For verily I say unto you, Till heaven and earth pass, one jot or one tittle shall in no wise pass from the law, till all be fulfilled. Matthew 5:18.
(TDG 14.1)
When Christ entered upon His campaign, Satan met Him and contested every inch of ground, exerting his utmost powers to conquer Him. Much was involved in this controversy. Intense interests were at stake. The questions to be answered were: “Is God’s law imperfect, in need of being amended or abrogated? or is it immutable? Is God’s government stable? or is it in need of changes?” Not only before those living in the city of God, but before the inhabitants of all the heavenly universe, were these questions to be answered....
(TDG 14.2)
From the manger to the cross Satan followed the Son of God. Temptations beat upon Him like a tempest. But the more fierce the conflict, the more familiar He became with the temptations wherewith man is beset, and the better prepared He was to succor the tempted.
(TDG 14.3)
The severity of the trial through which Christ passed was proportionate to the value of the object to be gained or lost by His success or failure.
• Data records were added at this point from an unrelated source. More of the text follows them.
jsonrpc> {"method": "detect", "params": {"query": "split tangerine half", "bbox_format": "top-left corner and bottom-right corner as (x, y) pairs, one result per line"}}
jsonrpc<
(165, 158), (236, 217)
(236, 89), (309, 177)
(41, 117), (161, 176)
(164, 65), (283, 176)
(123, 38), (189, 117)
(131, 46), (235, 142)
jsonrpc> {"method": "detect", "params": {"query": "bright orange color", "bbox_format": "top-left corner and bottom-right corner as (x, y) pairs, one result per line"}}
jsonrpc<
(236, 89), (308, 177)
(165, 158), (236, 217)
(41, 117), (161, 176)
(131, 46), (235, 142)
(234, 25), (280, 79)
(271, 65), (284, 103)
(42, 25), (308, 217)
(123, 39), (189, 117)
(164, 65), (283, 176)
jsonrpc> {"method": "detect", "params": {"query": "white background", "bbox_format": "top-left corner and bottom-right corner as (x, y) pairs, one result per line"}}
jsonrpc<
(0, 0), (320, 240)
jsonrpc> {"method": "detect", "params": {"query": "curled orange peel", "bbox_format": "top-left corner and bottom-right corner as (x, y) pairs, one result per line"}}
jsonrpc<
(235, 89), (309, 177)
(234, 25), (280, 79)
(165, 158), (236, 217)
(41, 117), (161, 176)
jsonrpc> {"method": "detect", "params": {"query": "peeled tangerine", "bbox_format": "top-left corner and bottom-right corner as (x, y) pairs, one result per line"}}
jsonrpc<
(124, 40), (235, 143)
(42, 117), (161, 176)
Not merely the interests of one world were involved. This world was the battlefield, but all the worlds that God has created were affected by the result of the conflict....Satan sought to make it appear that he was working for the liberty of the universe. Even while Christ was on the cross, the enemy was determined to make his arguments so varied, so deceptive, so insidious, that all would be convinced that God’s law was tyrannical. He himself laid every scheme, planned every evil, inflamed every mind to bring affliction on Christ. He himself instigated the false accusations against One who had done only good. He himself inspired the cruel deeds that added to the suffering of the Son of God—the pure, the holy, the innocent.
(TDG 14.4)
By this course of action Satan has forged a chain by which he himself will be bound. The heavenly universe will bear witness to the justice of God in punishing him. Heaven itself saw what heaven would be, if he were in it....
(TDG 14.5)
Not merely in the minds of a few finite creatures in this world, but in the minds of all the inhabitants of the heavenly universe, has the immutability of God’s law been established.... With one voice they extolled God as righteous, merciful, self-denying, just.—Manuscript 1, January 6, 1902, , “God’s Justice.”